Charles King, principal analyst with Pund-IT, called the wireless plans "a sensible move by Comcast that I expect reflects competitive concerns" since all four major U.S. mobile carriers support WiFi calling. "For Comcast and other cable companies that want to play in the communications space, supporting WiFi calling is table stakes, not an innovative strategic move."
For Comcast customers, the move could mean a reduction in their monthly bills as well as the consolidation of their entertainment and communications bills into one easy payment a month, King said. "I doubt it will spark a gold rush of new business for Comcast, but it might marginally slow the steady stream of customers exiting their service."
King said any Comcast move into the mobile marketplace is not likely to cause fear for the major mobile carriers because "they have larger concerns than cable company attempts to catch up with them."
What the move does communicate, said King, is that Comcast is looking for ways to remain relevant with its customers, particularly with younger consumers who are happy consuming their video on their smartphones rather than through cable TV.
"Personally, I don't think it will deliver the increased level of stickiness that Comcast thinks it will," said King. "But at the same time, the company has to do something to stanch the bleeding … in terms of customers cutting the cord or young customers who aren't even bothering with cable."
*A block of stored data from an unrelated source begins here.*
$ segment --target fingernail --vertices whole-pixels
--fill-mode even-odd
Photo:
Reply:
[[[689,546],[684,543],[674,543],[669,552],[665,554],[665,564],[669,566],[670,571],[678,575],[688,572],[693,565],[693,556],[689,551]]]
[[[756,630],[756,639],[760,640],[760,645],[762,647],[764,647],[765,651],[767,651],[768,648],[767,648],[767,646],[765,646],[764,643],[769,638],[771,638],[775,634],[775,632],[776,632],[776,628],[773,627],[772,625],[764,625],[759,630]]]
Bill Menezes, an analyst with Gartner, told eWEEK: "Cable operators have been looking at ways to provide a mobile offering since the digital wireless carriers began launching in the mid-1990s." In the past, though, those efforts and investments have never amounted to any significant mobility offer by the cable operators, he said.
"Now, however, given the cable operator's creation of widespread WiFi footprints, their ability to offer a compelling mobile service is the strongest it ever has been," said Menezes. "If Verizon effectively supports an 802.11u handoff of live cellular calls to WiFi hotspots, then the experience will be virtually indistinguishable from pure cellular—making a Comcast mobile product essentially equal to mobile service from Verizon, AT&T, Sprint or T-Mobile."